Der Tourismusverband arbeitet an einem Projekt, um Köche, Kellner und Rezeptionisten bei der Eingewöhnung zu unterstützen. So sollen gemeinsame Aktivitäten organisiert werden. Auch das Freizeitangebot soll attraktiver werden, etwa durch billigeren Eintritt ins Bad, so Oberreiter. Der wichtigste Punkt: Es wird erwogen, aktiver bei der Bereitstellung von Wohnraum zu sein. Solche Initiativen sind aber selten.

Ein harter Job

Besonders der Tourismus klagt über einen Mangel an Arbeitskräften – Kellner und Köche fehlen. Wer allerdings in einer Küche gearbeitet hat, weiß: Es ist ein knallharter Job. Der Umgangston ist oft rau.

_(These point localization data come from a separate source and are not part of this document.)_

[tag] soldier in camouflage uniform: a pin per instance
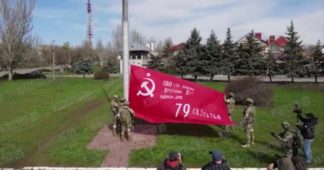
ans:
(285, 139)
(114, 105)
(230, 102)
(125, 103)
(126, 120)
(248, 120)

Petra Nocker-Schwarzenbacher, die bei der Wirtschaftskammer Österreich den Tourismussektor verantwortet, sagt, dass ein Wandel eingesetzt habe: Die Vorstellungen im Kopf seien oft veraltet und die Darstellungen über die Arbeit in der Gastronomie zu negativ. Was dagegenspricht: Auch in Wien gibt es hunderte arbeitslose Köche, die nicht bereit sind, eine der vielen offenen Stellen im Westen als Koch anzunehmen. Sie kennen den Job.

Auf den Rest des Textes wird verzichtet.